The Supreme Court has previously ruled that states can't force drivers to display license plates that contain messages with which the drivers disagree, Breyer said. "And just as Texas cannot require SCV [the Sons of Confederate Veterans] to convey 'the state's ideological message,'" Breyer said, quoting from that earlier ruling, "SCV cannot force Texas to include a Confederate battle flag on its specialty license plates."
The state can prohibit some messages even though there are now nearly 450 specialty plates to choose from, he said. Those plates include "Choose Life" to the Boy Scouts and hamburger chains.
The Texas division of the Sons of Confederate Veterans sued over the state's decision not to authorize its proposed license plate with its logo bearing the battle flag, similar to plates issued by eight other states that were members of the Confederacy and by the state of Maryland.

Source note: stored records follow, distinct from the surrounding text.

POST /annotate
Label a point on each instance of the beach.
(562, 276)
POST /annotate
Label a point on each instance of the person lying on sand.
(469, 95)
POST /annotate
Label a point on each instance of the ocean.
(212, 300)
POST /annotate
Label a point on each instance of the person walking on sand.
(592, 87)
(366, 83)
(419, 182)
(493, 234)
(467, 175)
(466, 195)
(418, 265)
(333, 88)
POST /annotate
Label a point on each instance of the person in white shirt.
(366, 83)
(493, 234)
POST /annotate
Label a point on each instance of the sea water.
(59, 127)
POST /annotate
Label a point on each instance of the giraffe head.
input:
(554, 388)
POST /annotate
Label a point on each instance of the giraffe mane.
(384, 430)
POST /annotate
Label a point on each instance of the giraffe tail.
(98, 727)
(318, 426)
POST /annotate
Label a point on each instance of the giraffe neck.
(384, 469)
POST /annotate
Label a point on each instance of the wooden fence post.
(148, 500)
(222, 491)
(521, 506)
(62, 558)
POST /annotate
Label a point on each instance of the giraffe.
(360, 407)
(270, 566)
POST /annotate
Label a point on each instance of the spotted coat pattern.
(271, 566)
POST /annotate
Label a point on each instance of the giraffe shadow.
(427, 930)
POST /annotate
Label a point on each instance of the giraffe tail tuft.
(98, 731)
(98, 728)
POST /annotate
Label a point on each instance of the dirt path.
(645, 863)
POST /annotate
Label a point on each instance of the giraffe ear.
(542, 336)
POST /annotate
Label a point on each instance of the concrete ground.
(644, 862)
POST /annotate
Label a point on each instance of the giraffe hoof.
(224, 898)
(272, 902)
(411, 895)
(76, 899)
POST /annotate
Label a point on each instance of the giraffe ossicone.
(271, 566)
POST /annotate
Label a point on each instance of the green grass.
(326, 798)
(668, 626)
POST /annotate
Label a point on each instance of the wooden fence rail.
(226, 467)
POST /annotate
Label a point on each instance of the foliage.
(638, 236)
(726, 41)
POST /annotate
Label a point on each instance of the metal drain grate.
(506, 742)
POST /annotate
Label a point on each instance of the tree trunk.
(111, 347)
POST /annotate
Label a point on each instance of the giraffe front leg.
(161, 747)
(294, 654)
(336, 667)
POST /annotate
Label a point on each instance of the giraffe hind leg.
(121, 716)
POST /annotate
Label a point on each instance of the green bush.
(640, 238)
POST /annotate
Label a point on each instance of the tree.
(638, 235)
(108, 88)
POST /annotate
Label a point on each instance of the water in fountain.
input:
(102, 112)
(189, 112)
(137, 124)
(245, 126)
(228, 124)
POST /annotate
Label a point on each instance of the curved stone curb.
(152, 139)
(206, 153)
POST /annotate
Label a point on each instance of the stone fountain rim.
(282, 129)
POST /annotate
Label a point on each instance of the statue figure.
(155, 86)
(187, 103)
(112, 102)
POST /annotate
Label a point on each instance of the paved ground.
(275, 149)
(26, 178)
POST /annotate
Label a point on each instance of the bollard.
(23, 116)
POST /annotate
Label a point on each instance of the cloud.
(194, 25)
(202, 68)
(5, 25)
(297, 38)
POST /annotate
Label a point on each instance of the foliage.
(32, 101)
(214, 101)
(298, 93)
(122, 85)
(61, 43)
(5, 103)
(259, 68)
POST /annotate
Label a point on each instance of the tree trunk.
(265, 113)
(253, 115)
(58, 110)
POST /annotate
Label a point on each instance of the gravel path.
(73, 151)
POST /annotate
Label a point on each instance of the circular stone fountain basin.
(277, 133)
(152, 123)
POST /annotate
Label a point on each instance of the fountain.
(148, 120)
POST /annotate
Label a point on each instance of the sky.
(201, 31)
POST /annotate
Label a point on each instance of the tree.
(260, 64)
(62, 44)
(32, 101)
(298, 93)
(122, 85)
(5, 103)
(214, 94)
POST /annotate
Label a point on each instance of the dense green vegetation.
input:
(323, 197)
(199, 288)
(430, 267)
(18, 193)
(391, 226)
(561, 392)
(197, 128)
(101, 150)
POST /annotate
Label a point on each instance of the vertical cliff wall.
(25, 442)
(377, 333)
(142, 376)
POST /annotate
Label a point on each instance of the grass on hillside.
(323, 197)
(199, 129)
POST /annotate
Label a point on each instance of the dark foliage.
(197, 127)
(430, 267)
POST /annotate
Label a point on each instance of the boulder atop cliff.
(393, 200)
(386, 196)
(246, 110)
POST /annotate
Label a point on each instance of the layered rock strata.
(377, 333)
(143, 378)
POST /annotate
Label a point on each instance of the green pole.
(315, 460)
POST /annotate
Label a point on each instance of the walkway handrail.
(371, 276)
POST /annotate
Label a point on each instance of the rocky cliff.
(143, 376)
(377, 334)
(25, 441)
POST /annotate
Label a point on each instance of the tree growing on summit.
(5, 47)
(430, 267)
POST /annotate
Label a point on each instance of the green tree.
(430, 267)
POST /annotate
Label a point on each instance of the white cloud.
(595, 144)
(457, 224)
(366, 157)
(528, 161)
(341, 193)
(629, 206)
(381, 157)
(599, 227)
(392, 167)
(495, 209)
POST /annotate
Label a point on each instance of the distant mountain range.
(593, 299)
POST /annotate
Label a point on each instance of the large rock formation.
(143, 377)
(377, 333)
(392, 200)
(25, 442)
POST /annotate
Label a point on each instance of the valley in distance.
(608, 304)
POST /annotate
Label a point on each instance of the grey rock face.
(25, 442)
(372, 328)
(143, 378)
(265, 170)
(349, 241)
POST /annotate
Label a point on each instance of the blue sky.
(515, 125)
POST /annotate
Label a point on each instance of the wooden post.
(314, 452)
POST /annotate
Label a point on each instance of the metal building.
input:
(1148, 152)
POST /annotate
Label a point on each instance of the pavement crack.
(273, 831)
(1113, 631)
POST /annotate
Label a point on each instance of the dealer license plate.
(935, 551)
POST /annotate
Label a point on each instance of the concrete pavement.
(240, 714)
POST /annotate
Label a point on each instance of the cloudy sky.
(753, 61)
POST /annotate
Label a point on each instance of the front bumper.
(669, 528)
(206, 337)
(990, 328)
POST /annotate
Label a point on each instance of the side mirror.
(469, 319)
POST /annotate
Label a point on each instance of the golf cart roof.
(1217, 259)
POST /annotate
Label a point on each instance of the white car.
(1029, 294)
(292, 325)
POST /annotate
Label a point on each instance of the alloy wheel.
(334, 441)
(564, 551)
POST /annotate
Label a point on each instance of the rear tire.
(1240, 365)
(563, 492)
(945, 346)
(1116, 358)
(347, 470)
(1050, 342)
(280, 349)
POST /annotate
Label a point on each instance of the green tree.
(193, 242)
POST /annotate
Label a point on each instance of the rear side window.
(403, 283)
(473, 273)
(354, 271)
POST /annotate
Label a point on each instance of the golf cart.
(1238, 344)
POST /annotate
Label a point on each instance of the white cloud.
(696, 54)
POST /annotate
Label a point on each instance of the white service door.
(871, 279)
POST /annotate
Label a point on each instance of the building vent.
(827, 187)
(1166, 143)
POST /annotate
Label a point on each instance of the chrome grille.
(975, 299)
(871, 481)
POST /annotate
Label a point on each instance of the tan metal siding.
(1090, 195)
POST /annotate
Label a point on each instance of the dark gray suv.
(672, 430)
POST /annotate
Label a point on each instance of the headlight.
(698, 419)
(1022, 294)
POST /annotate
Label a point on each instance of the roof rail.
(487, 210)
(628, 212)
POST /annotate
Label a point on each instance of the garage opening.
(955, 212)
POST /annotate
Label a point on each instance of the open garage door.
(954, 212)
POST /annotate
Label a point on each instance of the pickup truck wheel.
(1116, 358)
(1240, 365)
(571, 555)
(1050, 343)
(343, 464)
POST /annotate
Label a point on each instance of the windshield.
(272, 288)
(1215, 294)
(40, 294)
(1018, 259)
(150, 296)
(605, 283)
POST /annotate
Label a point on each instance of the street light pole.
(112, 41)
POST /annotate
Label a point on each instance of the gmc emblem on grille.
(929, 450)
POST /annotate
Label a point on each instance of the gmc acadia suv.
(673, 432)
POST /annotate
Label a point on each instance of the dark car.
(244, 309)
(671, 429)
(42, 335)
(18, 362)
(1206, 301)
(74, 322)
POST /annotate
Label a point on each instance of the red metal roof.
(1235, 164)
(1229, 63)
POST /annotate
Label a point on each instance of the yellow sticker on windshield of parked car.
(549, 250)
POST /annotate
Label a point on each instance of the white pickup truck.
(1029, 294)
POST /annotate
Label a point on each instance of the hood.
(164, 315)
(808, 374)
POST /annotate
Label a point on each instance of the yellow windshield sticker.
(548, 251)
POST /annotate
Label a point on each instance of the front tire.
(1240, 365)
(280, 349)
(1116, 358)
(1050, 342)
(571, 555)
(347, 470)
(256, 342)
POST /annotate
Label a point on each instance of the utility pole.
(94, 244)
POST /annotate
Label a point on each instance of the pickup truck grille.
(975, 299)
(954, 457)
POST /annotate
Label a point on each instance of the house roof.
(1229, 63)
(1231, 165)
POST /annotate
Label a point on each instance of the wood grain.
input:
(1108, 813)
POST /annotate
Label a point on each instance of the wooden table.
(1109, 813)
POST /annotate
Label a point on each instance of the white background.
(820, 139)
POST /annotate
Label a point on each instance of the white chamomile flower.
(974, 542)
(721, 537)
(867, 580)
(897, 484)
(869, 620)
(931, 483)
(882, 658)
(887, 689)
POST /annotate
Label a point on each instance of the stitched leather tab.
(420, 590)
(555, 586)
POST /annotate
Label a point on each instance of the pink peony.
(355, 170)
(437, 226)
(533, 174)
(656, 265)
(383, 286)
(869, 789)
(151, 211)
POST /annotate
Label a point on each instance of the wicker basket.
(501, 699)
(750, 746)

A panel of federal appeals court judges ruled that the board's decision violated the group's First Amendment rights. "We understand that some members of the public find the Confederate flag offensive. But that fact does not justify the board's decision," Judge Edward Prado of the 5th U.S. Circuit Court of Appeals in New Orleans wrote.
Texas' main argument to the Supreme Court is that the license plate is not like a bumper sticker slapped on the car by its driver. Instead, the state said, license plates are government property, and so what appears on them is not private individuals' speech but the government's. The First Amendment applies when governments try to regulate the speech of others, not when governments are doing the talking.
Justice Samuel Alito said in dissent that the decision "threatens private speech that the government finds displeasing."
Chief Justice John Roberts and Justices Anthony Kennedy and Antonin Scalia also dissented.